An invite has gone to staff at the Care Quality Commission, which is responsible for regulating all health and social care services in England:
“When: Thursday, June 4, 2026, 10:00 AM – 2:00 PM (UTC) Dublin, Edinburgh, Lisbon, London
Where: Room 1B, 2 Redman Place, Stratford Office and by MS Teams
Category: LGBT+
About this event:
Our quarterly members meeting takes place in person and via MS Teams. To receive an invitation please join the LGBT+ Network at the link above.”
Also coming up on Thursday 4th June from at 2 p.m. is a one hour Microsoft Teams meeting: “The LGBT+ Network are delighted to welcome Tina Wathern, Head of Education at the LGBT Foundation, for a discussion on Pride in Practice.” The LGBT Foundation is a Manchester-based charity which produces such work as a guide on gaining asylum in the UK…
A report last year found seven in ten community social care services either have no CQC rating or one that’s out of date. Wonder why…

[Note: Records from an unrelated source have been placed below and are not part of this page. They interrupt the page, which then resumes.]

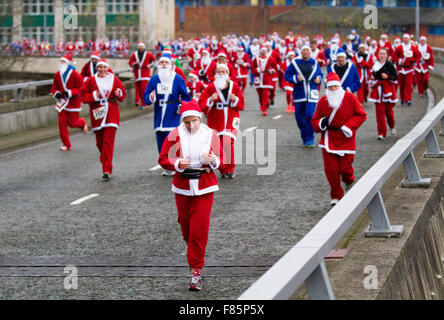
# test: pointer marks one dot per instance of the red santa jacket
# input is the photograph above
(179, 144)
(103, 107)
(426, 62)
(364, 66)
(72, 84)
(241, 62)
(264, 71)
(206, 72)
(406, 56)
(340, 135)
(141, 68)
(223, 114)
(195, 88)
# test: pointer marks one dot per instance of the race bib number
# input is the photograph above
(236, 123)
(163, 88)
(99, 113)
(314, 94)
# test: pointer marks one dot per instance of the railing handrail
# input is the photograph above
(300, 262)
(39, 83)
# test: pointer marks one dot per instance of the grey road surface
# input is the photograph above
(126, 242)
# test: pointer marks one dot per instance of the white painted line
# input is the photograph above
(79, 201)
(155, 168)
(250, 129)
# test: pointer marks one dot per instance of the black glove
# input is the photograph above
(324, 123)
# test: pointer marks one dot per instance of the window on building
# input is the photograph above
(36, 7)
(122, 6)
(86, 33)
(5, 35)
(119, 32)
(83, 6)
(39, 34)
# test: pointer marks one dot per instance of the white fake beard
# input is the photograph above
(206, 60)
(335, 97)
(220, 81)
(164, 74)
(63, 67)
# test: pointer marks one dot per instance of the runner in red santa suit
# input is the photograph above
(65, 89)
(141, 61)
(221, 101)
(364, 63)
(192, 151)
(194, 85)
(406, 56)
(424, 66)
(102, 92)
(241, 62)
(206, 68)
(263, 68)
(383, 83)
(288, 87)
(338, 116)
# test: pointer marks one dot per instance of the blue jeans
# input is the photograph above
(304, 112)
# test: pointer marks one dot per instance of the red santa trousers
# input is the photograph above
(105, 138)
(363, 92)
(227, 153)
(384, 111)
(405, 86)
(140, 87)
(422, 81)
(69, 119)
(194, 219)
(242, 82)
(264, 98)
(338, 167)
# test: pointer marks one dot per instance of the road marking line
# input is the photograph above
(250, 129)
(79, 201)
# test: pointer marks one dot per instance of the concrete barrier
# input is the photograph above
(40, 112)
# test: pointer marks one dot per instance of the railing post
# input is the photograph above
(318, 284)
(433, 150)
(379, 221)
(414, 179)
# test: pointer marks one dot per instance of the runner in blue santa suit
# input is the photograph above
(166, 90)
(346, 71)
(306, 75)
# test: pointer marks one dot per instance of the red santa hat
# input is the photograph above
(333, 79)
(67, 58)
(223, 65)
(194, 74)
(190, 108)
(95, 55)
(102, 62)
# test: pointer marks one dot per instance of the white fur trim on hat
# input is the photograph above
(333, 83)
(191, 113)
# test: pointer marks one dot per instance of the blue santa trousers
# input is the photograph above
(160, 138)
(304, 112)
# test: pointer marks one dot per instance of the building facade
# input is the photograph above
(54, 20)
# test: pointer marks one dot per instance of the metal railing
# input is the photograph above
(304, 263)
(19, 87)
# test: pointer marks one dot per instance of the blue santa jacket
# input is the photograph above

While ministers battle backbenchers over a £6 billion black hole in SEND funding, at least the pen-pushers at the Department for Education aren’t being asked to rough it. New figures show that in the year 2024-25, education civil servants clocked up 8,367 hotel nights – roughly one overnight stay for every member of staff. To do what…
The department’s own guidance caps hotel stays at £160 a night in London and £110 elsewhere. A bit of back-of-a-fag-packet maths suggests that could add up to as much as £920,370. Perhaps the mandarins should be given a lesson in frugality…
The Department for Work and Pensions is burning through £1,121,565 in annual salary costs for Diversity, Equity and Inclusion staff. Maybe some of those “10,000 job cuts” in the blob Starmer promised could start here…
The DWP diversity team is made up of:
That’s 14.16 full-time equivalent staff solely focused on DEI. Pensions minister Andrew Western claims:
“Dedicated EDI staff help DWP comply with equality legislation, making sure that vulnerable customers are supported. Proactive EDI initiatives can help prevent issues related to discrimination or exclusion, reducing grievances and costly disputes.”
Meanwhile, Starmer has ruled out reforming Britain’s ballooning benefits bill for at least a year, terrified of another backbench rebellion. Go woke, go broke…
Ponderous ex-David Lammy SpAd Ben Judah has alleged that civil servants are always leaking and are a problem in and of themselves. Always entertaining when special advisers are unmuzzled…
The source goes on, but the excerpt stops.